Alzheimer's disease (AD) is a kind of neurodegenerative disorder that remains uncurable, which is characterized by amyloid-β (Aβ) plaques and tau neurofibrillary tangles. With the intensification of aging in China, the prevalence of AD continues to rise, imposing a heavy economic burden on society and families. However, the development of AD therapeutics has remained notably slow.

Recent studies have demonstrated that microglia-mediated neuroinflammation plays a pivotal role in the pathogenesis and progression of AD. In AD, microglia are excessively and persistently activated by Aβ, thereby inducing chronic neuroinflammation, exacerbating tau pathology, promoting astrocyte dysfunction, and ultimately contributing to neuronal damage and degeneration. Multiple signaling pathways such as type I interferon, TLR signaling, and NLRP3 inflammasome have been reported to be involved in driving neuroinflammation, but the functional connections among them remain unclear.

Left-handed nucleic acid Z-DNA represents a non-canonical DNA secondary structure, which plays a pivotal role in innate immune activation through the Z-DNA-binding protein 1 (ZBP1) mediated signaling pathway. The identification of left-handed nucleic acid ligands has emerged as a pivotal scientific issue in this field. Additionally, studies conducted three decades ago revealed the presence of left-handed Z-DNA in AD patient brains, yet the underlying formation mechanisms, pathological roles, and the functional significance of ZBP1-mediated recognition remain entirely unexplored.

On September 2, 2025, the professor Daichao Xu’s Lab from the Interdisciplinary Research Center on Biology and Chemistry, Shanghai Institute of Organic Chemistry, Chinese Academy of Sciences, published a research paper called "Innate immune sensing of Z-nucleic acids by ZBP1-RIPK1 axis drives neuroinflammation in Alzheimer's disease" in Immunity. This article revealed that oxidatively fragmented Z-form mitochondrial DNA (Z-mtDNA) acts as a novel endogenous ligand for ZBP1, which drives the neuroinflammatory process mediated by microglia in AD. This discovery provides a new perspective for understanding the sensing of left-handed nucleic acids and the regulatory mechanism of neuroimmune in AD.

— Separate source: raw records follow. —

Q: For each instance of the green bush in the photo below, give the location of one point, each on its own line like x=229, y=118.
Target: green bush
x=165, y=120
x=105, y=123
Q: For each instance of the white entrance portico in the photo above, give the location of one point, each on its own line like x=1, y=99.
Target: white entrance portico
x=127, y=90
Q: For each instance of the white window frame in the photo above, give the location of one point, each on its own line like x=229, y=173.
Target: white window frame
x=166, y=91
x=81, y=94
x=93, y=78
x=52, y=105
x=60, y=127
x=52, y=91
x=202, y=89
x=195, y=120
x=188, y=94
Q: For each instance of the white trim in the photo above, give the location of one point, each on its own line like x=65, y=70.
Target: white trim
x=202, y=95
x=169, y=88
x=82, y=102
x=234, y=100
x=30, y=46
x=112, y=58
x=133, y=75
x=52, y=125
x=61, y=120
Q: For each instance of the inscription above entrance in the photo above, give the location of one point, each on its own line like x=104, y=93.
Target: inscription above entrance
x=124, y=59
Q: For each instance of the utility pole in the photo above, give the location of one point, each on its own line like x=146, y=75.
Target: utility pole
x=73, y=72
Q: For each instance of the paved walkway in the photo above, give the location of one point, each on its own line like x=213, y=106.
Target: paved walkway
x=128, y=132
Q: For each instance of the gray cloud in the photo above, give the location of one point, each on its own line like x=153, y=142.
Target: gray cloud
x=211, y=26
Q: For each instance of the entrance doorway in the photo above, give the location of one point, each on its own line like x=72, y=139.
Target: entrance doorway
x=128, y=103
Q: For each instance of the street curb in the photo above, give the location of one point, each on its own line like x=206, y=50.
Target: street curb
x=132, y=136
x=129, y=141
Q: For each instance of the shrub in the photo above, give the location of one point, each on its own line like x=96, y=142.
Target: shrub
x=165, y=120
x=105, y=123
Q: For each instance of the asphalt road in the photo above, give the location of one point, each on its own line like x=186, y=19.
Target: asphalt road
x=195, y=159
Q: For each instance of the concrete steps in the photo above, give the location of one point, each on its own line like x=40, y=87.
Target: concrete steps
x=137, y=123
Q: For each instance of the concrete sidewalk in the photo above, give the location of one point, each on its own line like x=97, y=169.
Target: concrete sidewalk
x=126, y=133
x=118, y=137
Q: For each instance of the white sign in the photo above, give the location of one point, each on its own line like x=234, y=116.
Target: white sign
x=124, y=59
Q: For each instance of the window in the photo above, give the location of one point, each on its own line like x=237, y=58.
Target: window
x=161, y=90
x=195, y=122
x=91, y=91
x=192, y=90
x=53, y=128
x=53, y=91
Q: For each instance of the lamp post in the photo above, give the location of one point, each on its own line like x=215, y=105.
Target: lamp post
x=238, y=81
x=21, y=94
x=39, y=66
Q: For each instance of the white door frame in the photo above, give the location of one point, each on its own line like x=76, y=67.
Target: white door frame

Xu’s lab discovered that in the pathological environment of AD, Aβ induced mitochondrial reactive oxygen species (mtROS) in microglia oxidized mtDNA guanine oxidizaition to generate 8-oxoG DNA. Subsequently, oxidized mtDNA was fragmented by mitochondria nucleases and released into the cytoplasm through the mPTP-VDAC channel. These 8-oxoG-containing mtDNA fragments undergo conformational changes to form Z-DNA, which can be specifically recognized by ZBP1 to mediate RIPK1 recruitment and subsequently kinase activation. This process simultaneously promotes multiple pro-inflammatory pathways such as type I interferons, TLR signaling, and NLRP3 inflammasome (Figure 1), ultimately leading to neuroinflammation and AD pathology.

Furthermore, ZBP1 deficiency or RIPK1 kinase inactivation in AD model significantly alleviates neuroinflammation, Aβ deposition, and behavioral defects. This result not only established the core role of the Z-DNA-ZBP1-RIPK1 axis in AD neuroinflammation, but also first clarified that endogenous Z-DNA produced by ROS serves as the key molecule activating this pathway.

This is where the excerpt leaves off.